Attorney Enelsa Diaz, who manages the GHLA Family Unit, says, "This case is about our client's safety but raises critical issues for all victims, particularly those who apply for restraining orders without an attorney's help."
The Family Law Section of the Connecticut Bar Association has filed an amicus brief in the case, at the invitation of the Connecticut Supreme Court. Describing the issue on appeal as "an important question," the CBA brief states, "[t]he denial of a hearing within fourteen days in the future may well lead to injury or death to those whom [the family violence restraining order statute] is intended to protect."

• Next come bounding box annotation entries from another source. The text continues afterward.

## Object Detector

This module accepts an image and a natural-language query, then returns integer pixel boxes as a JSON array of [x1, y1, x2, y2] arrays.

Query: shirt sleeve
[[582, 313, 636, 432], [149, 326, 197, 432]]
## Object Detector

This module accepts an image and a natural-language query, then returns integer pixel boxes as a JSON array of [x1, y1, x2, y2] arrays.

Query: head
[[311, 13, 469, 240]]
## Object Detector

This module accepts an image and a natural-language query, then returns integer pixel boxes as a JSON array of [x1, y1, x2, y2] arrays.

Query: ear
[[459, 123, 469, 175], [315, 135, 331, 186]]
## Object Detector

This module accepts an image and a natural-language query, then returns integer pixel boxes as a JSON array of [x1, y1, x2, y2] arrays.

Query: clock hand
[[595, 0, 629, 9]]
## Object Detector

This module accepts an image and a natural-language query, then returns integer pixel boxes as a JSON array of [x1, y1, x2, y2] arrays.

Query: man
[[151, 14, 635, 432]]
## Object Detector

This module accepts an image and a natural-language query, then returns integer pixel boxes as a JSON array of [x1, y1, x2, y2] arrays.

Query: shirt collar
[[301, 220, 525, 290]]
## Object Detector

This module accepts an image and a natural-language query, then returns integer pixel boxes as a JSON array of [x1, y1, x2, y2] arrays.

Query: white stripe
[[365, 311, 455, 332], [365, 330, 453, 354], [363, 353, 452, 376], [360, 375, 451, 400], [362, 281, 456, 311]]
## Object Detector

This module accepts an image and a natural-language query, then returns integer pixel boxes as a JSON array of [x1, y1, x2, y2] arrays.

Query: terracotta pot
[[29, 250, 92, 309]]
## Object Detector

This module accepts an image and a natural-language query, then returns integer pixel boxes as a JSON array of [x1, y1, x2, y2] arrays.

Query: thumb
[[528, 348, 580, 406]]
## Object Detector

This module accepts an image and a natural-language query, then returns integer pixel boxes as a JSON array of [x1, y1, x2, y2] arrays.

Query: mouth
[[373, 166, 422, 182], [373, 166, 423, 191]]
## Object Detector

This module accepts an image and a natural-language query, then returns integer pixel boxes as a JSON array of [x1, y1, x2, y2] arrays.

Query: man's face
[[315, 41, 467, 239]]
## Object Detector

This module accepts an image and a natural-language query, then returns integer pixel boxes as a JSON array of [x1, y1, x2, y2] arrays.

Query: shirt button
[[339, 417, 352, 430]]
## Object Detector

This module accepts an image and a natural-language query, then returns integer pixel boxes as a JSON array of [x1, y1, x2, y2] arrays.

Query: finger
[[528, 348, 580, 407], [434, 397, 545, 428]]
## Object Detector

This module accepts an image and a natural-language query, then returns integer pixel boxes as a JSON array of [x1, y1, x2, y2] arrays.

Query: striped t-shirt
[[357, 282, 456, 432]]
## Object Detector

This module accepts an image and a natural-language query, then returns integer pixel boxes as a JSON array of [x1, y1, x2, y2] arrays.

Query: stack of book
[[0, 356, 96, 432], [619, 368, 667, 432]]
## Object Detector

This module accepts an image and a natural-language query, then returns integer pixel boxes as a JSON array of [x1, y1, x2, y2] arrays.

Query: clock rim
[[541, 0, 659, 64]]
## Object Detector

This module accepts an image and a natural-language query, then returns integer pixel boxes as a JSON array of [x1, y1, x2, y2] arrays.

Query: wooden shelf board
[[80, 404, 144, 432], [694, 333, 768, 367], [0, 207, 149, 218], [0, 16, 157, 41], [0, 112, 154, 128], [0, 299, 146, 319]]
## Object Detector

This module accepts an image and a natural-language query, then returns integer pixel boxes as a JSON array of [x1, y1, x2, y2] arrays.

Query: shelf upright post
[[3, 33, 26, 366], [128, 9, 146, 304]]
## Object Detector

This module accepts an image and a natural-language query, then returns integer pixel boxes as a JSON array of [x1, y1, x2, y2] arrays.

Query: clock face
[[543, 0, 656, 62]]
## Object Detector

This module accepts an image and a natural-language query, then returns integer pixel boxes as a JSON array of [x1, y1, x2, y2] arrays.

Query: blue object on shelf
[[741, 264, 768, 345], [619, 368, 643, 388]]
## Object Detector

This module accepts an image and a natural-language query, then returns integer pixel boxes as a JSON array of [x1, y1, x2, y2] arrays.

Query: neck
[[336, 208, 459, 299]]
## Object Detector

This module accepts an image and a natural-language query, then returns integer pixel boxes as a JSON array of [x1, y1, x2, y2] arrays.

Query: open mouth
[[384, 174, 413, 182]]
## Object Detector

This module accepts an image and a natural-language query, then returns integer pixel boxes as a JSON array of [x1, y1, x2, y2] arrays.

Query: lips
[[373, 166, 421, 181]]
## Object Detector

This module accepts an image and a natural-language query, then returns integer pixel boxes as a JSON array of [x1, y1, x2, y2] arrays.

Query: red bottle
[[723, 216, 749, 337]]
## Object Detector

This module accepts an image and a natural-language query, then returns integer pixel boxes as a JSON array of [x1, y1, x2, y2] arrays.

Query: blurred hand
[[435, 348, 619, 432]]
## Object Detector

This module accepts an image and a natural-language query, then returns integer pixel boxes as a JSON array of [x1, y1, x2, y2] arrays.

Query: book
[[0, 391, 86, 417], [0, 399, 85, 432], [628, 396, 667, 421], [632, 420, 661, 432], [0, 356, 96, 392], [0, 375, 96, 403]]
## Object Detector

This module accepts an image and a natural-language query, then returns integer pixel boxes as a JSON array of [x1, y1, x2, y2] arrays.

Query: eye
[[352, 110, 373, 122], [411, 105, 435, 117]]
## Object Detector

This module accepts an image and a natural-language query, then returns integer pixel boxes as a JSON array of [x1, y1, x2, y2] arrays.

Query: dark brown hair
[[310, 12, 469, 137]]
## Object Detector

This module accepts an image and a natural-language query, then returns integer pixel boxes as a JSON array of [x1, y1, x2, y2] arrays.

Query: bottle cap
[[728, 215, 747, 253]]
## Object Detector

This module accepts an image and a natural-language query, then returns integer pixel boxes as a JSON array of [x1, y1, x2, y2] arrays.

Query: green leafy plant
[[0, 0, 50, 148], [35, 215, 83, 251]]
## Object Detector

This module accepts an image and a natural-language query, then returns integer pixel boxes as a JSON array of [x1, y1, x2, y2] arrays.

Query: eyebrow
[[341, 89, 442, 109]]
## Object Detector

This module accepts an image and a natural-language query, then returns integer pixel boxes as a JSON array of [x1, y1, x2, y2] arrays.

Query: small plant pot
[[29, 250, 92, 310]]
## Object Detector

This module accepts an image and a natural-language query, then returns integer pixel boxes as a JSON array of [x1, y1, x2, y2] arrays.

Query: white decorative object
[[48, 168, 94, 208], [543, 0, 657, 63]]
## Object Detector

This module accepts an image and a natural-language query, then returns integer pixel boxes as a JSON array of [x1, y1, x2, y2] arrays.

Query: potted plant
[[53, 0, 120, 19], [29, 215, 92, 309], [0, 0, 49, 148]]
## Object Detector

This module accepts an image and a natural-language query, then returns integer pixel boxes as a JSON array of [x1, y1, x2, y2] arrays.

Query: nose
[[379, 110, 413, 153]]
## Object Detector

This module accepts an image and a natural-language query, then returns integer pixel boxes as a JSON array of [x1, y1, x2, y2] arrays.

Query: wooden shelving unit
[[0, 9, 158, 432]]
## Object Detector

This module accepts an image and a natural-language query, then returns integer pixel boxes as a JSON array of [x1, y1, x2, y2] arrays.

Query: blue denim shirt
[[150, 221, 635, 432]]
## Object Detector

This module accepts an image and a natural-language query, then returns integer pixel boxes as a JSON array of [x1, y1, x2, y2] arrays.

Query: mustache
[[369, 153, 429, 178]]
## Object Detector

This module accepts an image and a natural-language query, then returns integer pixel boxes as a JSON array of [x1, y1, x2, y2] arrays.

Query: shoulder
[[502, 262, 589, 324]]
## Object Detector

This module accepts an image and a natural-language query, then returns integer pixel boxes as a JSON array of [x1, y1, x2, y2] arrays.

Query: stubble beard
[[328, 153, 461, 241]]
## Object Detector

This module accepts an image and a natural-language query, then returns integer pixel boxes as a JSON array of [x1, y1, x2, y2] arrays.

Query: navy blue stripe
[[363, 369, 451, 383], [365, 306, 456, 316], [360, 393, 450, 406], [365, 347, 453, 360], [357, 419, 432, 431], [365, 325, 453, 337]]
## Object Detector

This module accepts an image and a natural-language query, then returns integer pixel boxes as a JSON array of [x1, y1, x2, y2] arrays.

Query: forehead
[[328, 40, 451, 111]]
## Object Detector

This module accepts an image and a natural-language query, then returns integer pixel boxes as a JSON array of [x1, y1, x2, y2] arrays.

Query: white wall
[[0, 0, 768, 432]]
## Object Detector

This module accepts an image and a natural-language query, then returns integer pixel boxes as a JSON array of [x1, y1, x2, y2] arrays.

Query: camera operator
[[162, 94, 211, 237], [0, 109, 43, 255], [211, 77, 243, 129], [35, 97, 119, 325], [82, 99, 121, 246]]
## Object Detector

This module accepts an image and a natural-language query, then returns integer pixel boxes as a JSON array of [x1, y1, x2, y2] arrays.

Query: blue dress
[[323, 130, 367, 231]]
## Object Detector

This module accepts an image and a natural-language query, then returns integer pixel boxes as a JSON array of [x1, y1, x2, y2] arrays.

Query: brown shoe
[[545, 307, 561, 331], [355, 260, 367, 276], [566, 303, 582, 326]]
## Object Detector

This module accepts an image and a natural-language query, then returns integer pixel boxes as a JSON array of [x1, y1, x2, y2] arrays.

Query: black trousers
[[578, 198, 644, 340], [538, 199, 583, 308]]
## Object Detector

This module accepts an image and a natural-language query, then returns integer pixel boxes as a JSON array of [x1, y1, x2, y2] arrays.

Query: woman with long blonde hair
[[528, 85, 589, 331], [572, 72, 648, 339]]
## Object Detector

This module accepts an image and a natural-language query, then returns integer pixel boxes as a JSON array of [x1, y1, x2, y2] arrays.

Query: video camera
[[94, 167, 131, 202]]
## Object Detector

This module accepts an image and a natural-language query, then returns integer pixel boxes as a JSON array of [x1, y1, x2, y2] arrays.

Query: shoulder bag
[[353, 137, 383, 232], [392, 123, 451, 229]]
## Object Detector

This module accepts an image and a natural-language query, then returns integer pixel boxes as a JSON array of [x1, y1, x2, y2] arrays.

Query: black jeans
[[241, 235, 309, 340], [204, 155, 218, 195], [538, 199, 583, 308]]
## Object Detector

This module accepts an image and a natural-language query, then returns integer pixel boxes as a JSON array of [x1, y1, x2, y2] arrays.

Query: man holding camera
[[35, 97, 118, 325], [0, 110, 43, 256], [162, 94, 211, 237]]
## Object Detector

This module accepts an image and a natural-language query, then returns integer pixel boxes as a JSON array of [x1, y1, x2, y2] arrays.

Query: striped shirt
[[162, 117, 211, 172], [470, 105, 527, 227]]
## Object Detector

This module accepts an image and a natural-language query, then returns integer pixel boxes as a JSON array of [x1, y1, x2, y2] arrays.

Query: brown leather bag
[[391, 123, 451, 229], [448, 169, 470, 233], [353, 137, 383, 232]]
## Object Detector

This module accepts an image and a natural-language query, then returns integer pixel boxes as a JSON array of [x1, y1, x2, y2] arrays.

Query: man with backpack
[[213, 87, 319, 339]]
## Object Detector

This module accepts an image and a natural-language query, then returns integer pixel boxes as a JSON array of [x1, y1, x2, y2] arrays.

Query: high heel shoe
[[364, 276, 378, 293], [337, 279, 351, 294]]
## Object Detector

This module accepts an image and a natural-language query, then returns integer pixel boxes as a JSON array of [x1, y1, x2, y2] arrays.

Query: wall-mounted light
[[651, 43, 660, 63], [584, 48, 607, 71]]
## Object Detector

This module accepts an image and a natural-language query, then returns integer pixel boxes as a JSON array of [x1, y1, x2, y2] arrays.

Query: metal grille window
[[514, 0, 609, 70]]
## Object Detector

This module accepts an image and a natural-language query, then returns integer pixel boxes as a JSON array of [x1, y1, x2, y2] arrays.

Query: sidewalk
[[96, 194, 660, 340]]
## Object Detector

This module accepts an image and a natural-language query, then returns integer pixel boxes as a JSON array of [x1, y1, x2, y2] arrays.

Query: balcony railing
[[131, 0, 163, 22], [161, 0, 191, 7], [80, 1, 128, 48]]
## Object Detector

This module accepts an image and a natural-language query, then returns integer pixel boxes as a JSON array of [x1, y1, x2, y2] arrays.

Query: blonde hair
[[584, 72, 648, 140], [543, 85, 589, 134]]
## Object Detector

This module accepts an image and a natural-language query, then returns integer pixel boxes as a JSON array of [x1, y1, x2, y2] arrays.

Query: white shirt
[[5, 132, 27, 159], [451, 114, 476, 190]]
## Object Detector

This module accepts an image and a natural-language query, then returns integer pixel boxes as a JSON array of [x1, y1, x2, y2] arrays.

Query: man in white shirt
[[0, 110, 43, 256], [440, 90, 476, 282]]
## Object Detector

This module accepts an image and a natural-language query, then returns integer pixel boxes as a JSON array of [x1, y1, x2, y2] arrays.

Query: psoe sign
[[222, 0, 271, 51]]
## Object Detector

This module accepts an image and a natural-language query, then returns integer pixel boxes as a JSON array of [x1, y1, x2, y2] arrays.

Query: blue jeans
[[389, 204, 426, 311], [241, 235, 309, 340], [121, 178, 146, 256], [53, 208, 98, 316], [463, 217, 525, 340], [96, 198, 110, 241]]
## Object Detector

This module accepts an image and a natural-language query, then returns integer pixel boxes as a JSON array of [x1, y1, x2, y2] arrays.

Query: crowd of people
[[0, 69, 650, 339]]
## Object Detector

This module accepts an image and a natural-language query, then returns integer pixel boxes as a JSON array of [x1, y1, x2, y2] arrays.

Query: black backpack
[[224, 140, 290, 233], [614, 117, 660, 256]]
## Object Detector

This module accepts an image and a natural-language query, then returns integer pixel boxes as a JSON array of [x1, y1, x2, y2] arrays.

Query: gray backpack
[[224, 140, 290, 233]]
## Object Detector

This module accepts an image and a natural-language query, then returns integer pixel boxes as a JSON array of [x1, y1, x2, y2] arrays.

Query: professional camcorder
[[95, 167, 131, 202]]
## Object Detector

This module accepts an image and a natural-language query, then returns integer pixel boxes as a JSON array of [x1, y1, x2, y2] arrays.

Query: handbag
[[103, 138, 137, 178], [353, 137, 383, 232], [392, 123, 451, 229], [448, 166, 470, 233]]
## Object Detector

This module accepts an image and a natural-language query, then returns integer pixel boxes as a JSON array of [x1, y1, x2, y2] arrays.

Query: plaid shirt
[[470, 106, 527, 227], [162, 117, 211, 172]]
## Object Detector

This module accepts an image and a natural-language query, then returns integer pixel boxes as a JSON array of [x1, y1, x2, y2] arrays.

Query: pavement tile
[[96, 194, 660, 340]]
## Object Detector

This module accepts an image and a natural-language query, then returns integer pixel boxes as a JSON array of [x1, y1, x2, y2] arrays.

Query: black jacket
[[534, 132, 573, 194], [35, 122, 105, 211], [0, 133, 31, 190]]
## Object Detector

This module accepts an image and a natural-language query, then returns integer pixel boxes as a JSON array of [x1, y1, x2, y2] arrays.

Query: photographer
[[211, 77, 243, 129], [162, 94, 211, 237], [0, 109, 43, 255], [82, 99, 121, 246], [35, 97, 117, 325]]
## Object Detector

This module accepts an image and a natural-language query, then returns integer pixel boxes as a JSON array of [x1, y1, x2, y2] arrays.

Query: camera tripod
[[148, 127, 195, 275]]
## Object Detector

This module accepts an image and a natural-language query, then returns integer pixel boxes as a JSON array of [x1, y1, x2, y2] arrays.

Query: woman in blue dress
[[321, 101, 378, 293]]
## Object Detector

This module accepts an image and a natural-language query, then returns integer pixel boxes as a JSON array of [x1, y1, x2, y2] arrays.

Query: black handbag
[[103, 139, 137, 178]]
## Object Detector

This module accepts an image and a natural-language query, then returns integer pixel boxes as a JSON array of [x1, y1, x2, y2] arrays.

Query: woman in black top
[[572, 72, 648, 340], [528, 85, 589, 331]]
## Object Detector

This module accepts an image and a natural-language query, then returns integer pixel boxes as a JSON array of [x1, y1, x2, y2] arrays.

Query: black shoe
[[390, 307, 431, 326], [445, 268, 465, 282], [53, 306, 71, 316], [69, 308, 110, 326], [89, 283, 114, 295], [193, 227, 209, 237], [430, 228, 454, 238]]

Connecticut Coalition Against Domestic Violence (CCADV) issued the following statement about the case: "From where we sit, victims of domestic violence are not granted ex parte orders by Connecticut judges too often where there is clearly merit. In this particular case, the risk factors associated with danger and lethality are abundantly evident. And while this appeal speaks to denial of a hearing for an applicant, it more broadly highlights the need for more comprehensive evidence-based training for family court judges - who are viewing some 9,000 restraining order applications annually - on the issue of family violence."
After the Supreme Court agreed to hear the case, the Superior Court scheduled a hearing on Wendy V.'s family violence restraining order application. Her application was denied following the hearing, and that ruling is on appeal to the Appellate Court.